Snowflake Native App
Documentations for snowflake native app
Welcome to ChatBees
Run state-of-the-art serverless RAG pipeline within your own Snowflake account with ChatBees. ChatBees provides enterprise users with a complete and flexible end-to-end solution
With a set of simple APIs, you can ingest and index a variety of unstructured and semi-structured data, including PDF
, CSV
, DOCX
, TXT
, MD
.
Required privileges for installation
ChatBees requires the following global privileges
CREATE COMPUTE POOL
: Required to run ChatBees service inside container service.CREATE WAREHOUSE
: Required for ChatBees to execute queries.IMPORTED PRIVILEGES ON SNOWFLAKE DB
: Required to access Snowflake Cortex embedding and completion functions.
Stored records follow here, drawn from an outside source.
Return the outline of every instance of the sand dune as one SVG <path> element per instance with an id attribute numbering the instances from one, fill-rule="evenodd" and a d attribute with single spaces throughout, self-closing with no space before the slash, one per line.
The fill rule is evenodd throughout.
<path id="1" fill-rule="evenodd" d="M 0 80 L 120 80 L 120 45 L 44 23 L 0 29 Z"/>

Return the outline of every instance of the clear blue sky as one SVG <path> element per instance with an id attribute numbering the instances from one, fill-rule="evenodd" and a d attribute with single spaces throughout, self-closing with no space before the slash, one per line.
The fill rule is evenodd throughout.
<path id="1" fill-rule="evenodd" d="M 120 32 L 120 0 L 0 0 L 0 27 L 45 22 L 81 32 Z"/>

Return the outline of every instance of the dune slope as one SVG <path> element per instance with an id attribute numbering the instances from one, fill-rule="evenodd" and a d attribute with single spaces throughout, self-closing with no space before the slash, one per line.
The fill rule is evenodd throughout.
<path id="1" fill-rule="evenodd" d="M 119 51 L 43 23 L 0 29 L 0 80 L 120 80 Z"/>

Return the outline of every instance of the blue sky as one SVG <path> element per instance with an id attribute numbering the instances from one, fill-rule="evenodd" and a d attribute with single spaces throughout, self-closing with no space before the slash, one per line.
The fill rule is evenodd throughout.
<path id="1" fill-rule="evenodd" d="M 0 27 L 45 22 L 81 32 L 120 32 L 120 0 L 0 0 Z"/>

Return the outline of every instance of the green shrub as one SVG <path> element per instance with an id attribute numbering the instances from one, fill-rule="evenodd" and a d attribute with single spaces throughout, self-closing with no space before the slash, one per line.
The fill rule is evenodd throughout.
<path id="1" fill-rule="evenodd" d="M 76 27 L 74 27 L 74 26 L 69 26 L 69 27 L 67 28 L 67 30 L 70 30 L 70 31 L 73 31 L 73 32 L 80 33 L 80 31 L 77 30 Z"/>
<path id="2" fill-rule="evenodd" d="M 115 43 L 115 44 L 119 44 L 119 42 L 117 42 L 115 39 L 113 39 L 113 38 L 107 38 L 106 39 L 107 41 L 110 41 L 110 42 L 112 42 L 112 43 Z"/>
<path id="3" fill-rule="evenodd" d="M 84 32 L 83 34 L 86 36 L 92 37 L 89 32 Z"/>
Note: Granting IMPORTED PRIVILEGES ON SNOWFLAKE DB
privilege allows ChatBees to see information about usage and costs associated with the consumer account. ChatBees is committed to never accessing these data and other unrelated user data.
Additionally, you can configure the EGRESS
network connection to
HuggingFace if you configure ChatBees to host an embedding model within the app.
Third-party API endpoints, such as Azure OpenAI, if you configure ChatBees to access models outside of Snowflake.
See Configure models
section for details.
Quickstart
First configure the embedding and completion models you wish to use with ChatBees app. ChatBees supports models from major LLM vendors, including Snowflake Cortex.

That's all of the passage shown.